Baku is a city of superlatives. Surrounded by soaring skyscrapers, sprawling shopping malls, ultramodern civic buildings and the Bulvar – soon to be the world’s largest public park – the Old City, Icherisheher, is the relatively humble heart of Baku.
Icherisheher is separated from the rest of Baku by a curved wall and almost touches the Caspian coast at its southern boundary. Layered with religious, political and cultural significance, the Old City was first place in Azerbaijan to be listed by Unesco in 2000. With formal recognition and a corresponding influx of international visitors, the state has doubled down on its efforts to preserve the Old City’s historic sandstone buildings.
Despite ongoing reconstruction works and efforts to boost tourist infrastructure within Icherisheher’s walls, families still live inside the Old City. Early on a Sunday morning, you’ll see mothers hanging out laundry and children playing. It’s a lovely time to wander the cobbled streets.
Baku’s Old City has always been a locus of community, and it’s this element of Icherisheher that really fascinates me. The romanticised story of Icherisheher’s ghir-pourers – which I found on a placard inside the Old City – sums this up perfectly. Ghir is a black tar that was slapped onto Icherisheher’s roofs to weather-proof the buildings.

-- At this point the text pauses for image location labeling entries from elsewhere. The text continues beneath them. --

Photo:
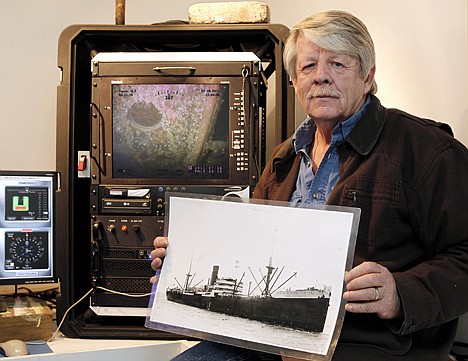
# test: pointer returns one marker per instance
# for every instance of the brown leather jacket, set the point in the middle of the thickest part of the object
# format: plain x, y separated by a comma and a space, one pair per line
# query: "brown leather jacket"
409, 176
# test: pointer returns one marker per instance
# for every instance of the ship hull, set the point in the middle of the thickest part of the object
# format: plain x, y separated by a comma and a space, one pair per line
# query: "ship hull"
307, 314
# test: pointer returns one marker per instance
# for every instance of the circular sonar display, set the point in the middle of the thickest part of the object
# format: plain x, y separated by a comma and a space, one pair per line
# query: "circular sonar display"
26, 250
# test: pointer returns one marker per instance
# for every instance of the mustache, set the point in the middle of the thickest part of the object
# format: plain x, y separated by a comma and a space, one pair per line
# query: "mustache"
322, 92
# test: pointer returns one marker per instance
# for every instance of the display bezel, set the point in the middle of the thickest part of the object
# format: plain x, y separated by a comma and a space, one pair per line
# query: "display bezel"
28, 234
240, 119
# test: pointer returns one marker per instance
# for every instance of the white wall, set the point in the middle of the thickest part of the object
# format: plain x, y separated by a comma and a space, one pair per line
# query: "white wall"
422, 60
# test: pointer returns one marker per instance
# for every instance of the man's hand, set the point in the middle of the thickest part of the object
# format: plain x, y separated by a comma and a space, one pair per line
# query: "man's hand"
371, 288
157, 255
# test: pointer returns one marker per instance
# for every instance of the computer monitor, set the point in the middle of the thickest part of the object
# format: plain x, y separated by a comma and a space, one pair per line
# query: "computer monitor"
27, 229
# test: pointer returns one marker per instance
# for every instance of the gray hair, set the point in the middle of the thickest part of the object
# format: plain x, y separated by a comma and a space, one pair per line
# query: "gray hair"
337, 31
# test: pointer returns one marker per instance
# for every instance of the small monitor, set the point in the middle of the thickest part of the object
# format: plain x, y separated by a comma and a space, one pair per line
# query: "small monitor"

“Their job had a secret symbolic meaning: The hot mixture not only made the roof invulnerable to different weather phenomena, but also fastened the friendship between the houses.”
Apparently ghir-pourers were quite the men about town, striking up conversations with tenants and entertaining the neighbourhood’s children.
Icherisheher has changed a lot since the days of the ghir-pourers, who no longer tread the Old City’s streets. New residents have moved in, opening expensive restaurants and boutique hotels to cater for Russian and Eastern European tourists. Plenty of carpet and antique merchants now call the Old City home too.
In Icherisheher’s changing landscape, a few important historical structures have been protected – including the Maiden Tower and the 12th century Shirvanshah Palace. Domed bath houses lay empty; sandstone caravanserais have been transformed into taverns. Icherisheher is a city of courtyards and secret passageways; sunken gardens and hammams. Relics of Zoroastrianism which once thrived in oil-rich Baku were replaced first with chapels then with mosques, madrasses and mausoleums.
Religious ritual is part of the Old City’s living history. Walking through on a Sunday morning, we witnessed a sheep being sacrificed right behind the baklava shop.
The best way to see and experience Icherisheher is by simply wandering the cobbled back alleys with no particular destination in mind. If it weren’t for glimpses of the Flame Towers and Soviet apartment blocks beyond the Old City’s walls, Icherisheher would feel just like a time capsule.